Ghadah moved to Houston with her daughter, Haneen, and two sons, Muhammad and Muscafa, after her husband was kidnapped and killed in 2003. He was a pilot in the army who worked and took care of everything for them in Iraq. Because of the war Ghadah decided to leave to create a better future for her kids.
They moved to Jordan for about two and a half years before being accepted into the United States. With her husband being a famous pilot in the Iraqi army, the security check was able to find all the information about him easily and luckily they were able to help Ghadah and her kids. “I’m thankful to them because they know my system, they know I need to live in peace with my family.” Ghadah explained.
They were very thankful to be accepted to move to Houston. Muhammad said, “There’s not a lot of opportunities for jobs or school, education. Plus [we left Jordan] because we had to get a residency or a green card and we couldn’t get it because only people that had a certain amount of money in the bank could actually get, so in that case the Jordanians were kicking people out— if they found you in the street and you don’t have a residency or green card they would kick you out, literally.” Mustafa added, “You couldn’t get a good job if you’re not from Jordan.”
About 6 months after they moved to Houston, Amaanah Refugee Services reached out to Ghadah to help her and her kids. A friend told Amaanah about her situation and they were “happy to come to knock [on] my door. They told me if you need help [we will help you]. At that time I wanted help because I don’t know where I should register my kids for school and much information [during that] time I asked them. They helped me and they taught me where I should go shopping and they [introduced] me [to] many refugee people who came before me here. And they helped me with Muscafa. They [taught] Muscafa [in an after school program] because he [didn’t] know the system for [how to study] in the school.”

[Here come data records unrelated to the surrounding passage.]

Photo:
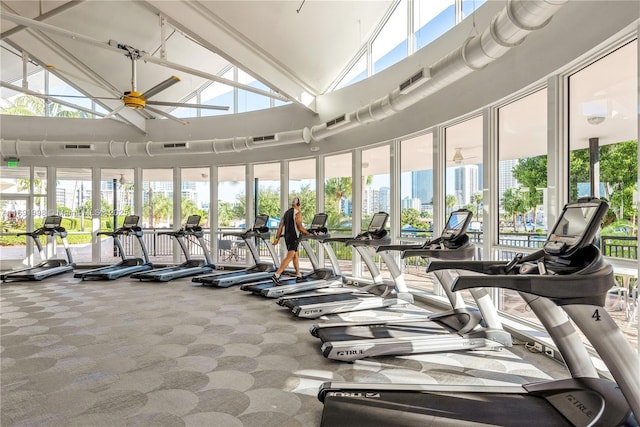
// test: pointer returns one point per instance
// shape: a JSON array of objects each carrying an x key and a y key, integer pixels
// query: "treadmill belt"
[
  {"x": 381, "y": 330},
  {"x": 321, "y": 299},
  {"x": 404, "y": 409}
]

Ghadah expressed how hard it is in the beginning because the culture is so different in America. “When we talk with a person who [we] respect very much we should not see in his eyes, but here when you talk with person–your boss or any person–you should watch in his eyes. So we don’t know that. So in the beginning when I met my caseworker or my director, who helped me to be or to continue with my situation here as a refugee. I remember when I talked with her I put my eyes to the floor and I talked very low so she tell me, ‘Why do you talk this way?’ I tell her because I respect you. She tell me, ‘No, here it is different.’ You should look in my eyes when you talk with me. This is example. It is a small example but it mean much to people who don’t know the system here and it is hard for them. So that’s why I love to work with refugees. To make them know the system to make their life easier, if they know the system here and the tradition here. It is really a beautiful life and easy system if you know the way.”